This diversion from the norm incites debate over what it truly means to be organic. Traditional farmers contend that organic farming was based on the idea of nurturing the health of the soil. They also raise concerns about organic prices. In comparison to traditional farming, organic hydroponic farming is less expensive and is able to harvest year-round (for those operating in a warehouse). Therefore, hydroponic farmers could pass those savings to the consumer and cut prices which could put traditional farmers out of business.
On the other side of the debate, hydroponic farmers argue that along with the process being less expensive and available year-round, it actually protects the soil, because it is not using it. Since hydroponic farmers do have the choice of using inorganic compounds, organic hydroponic farmers assert that using organic fertilizers or organically sourced macro-nutrients should allow them to market their produce as organic. Both arguments have been presented to the National Organic Standards Board. This board has the power to advise the USDA on the ruling of whether hydroponic farming can be considered organic. As the regulator of the USDA certified organic label, the U.S. Department of Agriculture is considering whether it should cease the certifications of hydroponic operations.
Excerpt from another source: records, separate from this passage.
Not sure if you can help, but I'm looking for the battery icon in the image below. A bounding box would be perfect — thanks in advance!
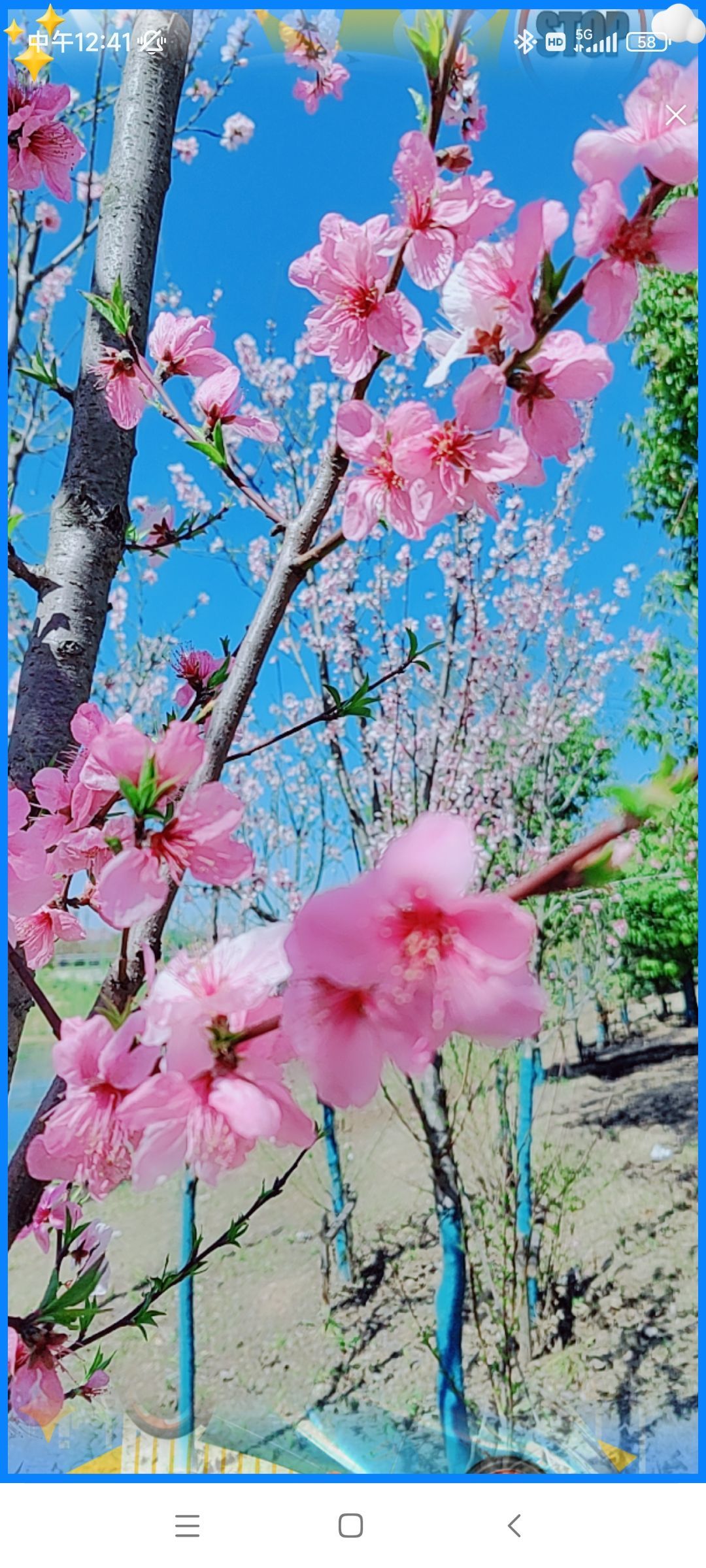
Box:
[626,33,667,55]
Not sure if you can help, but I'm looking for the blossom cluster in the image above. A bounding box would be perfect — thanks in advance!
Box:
[8,63,85,201]
[95,310,279,442]
[20,815,543,1198]
[289,63,697,540]
[279,11,350,114]
[8,706,252,947]
[8,1183,116,1427]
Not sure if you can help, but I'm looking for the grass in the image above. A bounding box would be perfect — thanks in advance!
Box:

As of November 2016, the members of National Organic Standards Board expressed that they needed more time to make changes to their recommendation to the USDA. Until the official recommendation is provided, the decision seems to be at a standstill. According to a recent Pew Research survey, four out of ten Americans eat some organic food. In conclusion, even though the regulating bodies will decide the fate of organic hydroponic farming in the near future, as new technology and techniques continue to approach the marketplace, the consumers make the ultimate decision with their wallets.